Since accepting the task, Dakan has given talks at The Teaching and Learning with AI Conference at University of Central Florida this past July, and this month he will be presenting with Illustration faculty member Stewart Leith on the topic at the National Association of Schools of Art and Design’s annual meeting.
On the theme of their talk, Leith explains, “AI generated images could fundamentally change the art world and community and it’s important that we understand how it works and what it’s capable of creating.” He said, “We’re seeing a radical shift in the way digital content is being created. The rate of AI-generated image advancement is incredible and it’s not showing signs of slowing down.”
The charge to the Task Force were laid out in two phases. Phase one took place over the summer break and was primarily focused on collecting information. Its members researched the potential impact on the institution, consulted experts, and developed AI integration recommendations. They sent a campus survey on individual knowledge, interest, and concerns about AI.

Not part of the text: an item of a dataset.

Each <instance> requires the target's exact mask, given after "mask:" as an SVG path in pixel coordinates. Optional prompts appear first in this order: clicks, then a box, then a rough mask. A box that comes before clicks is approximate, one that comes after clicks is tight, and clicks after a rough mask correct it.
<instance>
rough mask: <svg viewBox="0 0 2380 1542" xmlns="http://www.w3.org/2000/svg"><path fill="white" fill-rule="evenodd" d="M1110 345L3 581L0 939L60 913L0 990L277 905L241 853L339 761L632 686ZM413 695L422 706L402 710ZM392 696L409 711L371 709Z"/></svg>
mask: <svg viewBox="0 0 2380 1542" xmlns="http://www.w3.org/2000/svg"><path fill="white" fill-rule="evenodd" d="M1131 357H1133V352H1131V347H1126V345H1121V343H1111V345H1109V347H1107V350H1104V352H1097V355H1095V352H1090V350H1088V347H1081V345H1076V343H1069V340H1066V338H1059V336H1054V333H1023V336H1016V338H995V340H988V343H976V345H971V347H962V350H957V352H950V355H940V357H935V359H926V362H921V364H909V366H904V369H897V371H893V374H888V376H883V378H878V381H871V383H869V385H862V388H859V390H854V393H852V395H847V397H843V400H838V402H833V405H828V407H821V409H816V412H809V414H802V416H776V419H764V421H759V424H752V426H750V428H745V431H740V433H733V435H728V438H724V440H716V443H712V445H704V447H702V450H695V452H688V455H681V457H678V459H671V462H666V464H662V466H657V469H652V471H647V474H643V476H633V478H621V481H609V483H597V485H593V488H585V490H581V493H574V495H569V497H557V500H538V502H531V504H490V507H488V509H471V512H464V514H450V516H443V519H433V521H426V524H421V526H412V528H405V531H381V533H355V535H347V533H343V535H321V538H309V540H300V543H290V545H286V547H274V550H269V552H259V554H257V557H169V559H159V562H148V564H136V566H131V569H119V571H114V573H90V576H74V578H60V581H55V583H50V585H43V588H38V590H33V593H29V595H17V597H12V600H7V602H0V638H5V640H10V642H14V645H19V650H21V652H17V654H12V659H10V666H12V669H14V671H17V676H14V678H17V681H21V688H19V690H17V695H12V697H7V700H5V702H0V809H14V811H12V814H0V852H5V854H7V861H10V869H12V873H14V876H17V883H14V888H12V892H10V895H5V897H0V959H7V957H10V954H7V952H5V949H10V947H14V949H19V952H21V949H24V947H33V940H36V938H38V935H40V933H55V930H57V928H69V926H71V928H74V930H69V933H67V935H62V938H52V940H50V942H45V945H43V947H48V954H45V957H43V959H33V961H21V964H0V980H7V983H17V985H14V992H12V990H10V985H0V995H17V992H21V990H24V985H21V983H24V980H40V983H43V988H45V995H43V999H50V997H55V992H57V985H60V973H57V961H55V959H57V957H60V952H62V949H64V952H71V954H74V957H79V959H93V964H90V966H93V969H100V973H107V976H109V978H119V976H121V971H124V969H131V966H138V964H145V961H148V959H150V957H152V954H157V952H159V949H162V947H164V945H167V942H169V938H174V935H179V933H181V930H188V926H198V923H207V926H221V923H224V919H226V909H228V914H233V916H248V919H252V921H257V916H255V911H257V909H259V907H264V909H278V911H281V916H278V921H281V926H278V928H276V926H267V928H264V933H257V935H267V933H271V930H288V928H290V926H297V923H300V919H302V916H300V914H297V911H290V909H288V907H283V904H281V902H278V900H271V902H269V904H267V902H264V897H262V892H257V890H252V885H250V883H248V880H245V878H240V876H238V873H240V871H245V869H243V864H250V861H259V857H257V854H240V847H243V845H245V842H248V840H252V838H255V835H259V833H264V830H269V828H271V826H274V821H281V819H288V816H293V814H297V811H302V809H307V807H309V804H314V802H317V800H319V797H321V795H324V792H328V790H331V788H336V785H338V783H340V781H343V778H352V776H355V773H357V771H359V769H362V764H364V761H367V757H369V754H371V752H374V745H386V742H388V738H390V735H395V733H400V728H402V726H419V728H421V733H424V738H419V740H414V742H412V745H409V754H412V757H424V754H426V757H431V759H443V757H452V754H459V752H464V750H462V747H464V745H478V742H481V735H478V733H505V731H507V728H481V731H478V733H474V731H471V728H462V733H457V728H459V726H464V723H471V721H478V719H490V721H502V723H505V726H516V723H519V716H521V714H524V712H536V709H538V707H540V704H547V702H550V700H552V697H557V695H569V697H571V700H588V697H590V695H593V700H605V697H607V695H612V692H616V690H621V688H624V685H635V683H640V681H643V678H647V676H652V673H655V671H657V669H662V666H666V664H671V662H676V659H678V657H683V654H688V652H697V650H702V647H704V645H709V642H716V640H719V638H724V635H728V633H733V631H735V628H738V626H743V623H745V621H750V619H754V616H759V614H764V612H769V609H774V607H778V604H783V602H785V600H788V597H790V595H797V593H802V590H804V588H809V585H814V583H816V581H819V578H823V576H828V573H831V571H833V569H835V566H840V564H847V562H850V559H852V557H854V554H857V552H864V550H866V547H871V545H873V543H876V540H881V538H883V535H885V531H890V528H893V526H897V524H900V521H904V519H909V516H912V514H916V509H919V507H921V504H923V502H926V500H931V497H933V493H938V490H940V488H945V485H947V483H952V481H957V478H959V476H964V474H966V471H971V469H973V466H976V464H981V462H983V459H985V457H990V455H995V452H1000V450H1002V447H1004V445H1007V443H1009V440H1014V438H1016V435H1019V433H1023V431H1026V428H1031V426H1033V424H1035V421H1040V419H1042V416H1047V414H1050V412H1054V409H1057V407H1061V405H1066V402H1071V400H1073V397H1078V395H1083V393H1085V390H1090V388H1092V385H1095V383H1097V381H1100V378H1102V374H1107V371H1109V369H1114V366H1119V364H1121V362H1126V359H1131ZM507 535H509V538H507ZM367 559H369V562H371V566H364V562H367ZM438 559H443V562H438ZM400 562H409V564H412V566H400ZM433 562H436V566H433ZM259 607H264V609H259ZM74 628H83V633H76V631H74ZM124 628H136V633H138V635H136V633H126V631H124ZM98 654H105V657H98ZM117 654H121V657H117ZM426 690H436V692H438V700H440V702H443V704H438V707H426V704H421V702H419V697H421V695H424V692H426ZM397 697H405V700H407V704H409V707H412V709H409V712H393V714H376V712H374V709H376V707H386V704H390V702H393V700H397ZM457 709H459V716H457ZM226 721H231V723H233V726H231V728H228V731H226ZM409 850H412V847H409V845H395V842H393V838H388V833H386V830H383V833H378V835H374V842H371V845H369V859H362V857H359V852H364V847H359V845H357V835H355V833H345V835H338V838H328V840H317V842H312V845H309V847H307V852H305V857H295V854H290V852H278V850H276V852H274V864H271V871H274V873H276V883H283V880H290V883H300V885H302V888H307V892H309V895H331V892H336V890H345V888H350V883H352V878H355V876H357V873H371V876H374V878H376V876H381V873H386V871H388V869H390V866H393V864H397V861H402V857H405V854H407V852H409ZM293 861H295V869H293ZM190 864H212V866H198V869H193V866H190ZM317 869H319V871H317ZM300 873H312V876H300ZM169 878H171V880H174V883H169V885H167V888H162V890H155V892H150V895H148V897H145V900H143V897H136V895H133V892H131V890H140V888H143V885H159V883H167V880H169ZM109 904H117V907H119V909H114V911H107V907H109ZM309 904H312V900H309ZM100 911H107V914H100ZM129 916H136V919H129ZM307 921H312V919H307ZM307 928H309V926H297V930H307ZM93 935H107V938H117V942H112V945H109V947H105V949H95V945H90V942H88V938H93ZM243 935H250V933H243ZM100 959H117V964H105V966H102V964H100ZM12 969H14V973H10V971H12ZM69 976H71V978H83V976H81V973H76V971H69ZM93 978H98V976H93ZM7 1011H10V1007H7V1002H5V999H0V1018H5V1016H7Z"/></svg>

In phase two, the Task Force began implementing their findings and proposals into programming and curricula. The programming began with a guest speaker series that kicked-off last month with the talk, Making Art as a Human in the AI Apocalypse???, by character and production designer and alum Lindsey Olivares ’09, Computer Animation. The group is providing training and resources for faculty and students and establishing partnerships with AI research centers and technology companies. Two classes will begin in the Spring 2024 Semester to help guide students through the new terrain: a 100-level Fundamentals of AI open elective class, taught by Dakan, and a 300-level AI Techniques and Processes for Art, taught by Leith.
At the Teaching and Learning with AI conference, Dakan gave a presentation about the class that he is teaching, and found comradery in the likeminded community. “It was fascinating to meet and exchange ideas about AI with faculty from a wide variety of colleges and universities. Everyone is still trying to figure AI out. What does it mean for our students, our courses, our pedagogy? Ringling College has taken the initiative to answer these questions for our institution, and I’m proud to be part of that process,” he shared. “At NASAD, Stewart and I will have a chance to share what we’re doing at Ringling College and learn how other art schools are handling the existential challenges that AI is creating for the world of art and design. It’s a vital conversation, and Ringling is meeting the challenge head on.”
Motion Design faculty David Broduer presented on the topic at the Artificial Conference in August this year. His presentation covered his experience with AI in his personal digital arts practice and how he is tackling AI in the classroom. He also spoke about AI business, ethics, and law, and building a future with AI.
Broduer takes a direct and all embracing approach to AI as an educator: “My approach to AI and my students is to embrace it, learn it, and become experts in it. It is here to stay and we have to learn how to harness its power, pivot, and grow along with it. Fighting against it will only slowly make you obsolete.”
The next talk in Ringling College’s AI series is November 2, at 7 pm in the Morganroth Auditorium as the College welcomes Val Jones from Storyfile. Storyfile is a company working with AI in video, making software to make AI sound more conversational.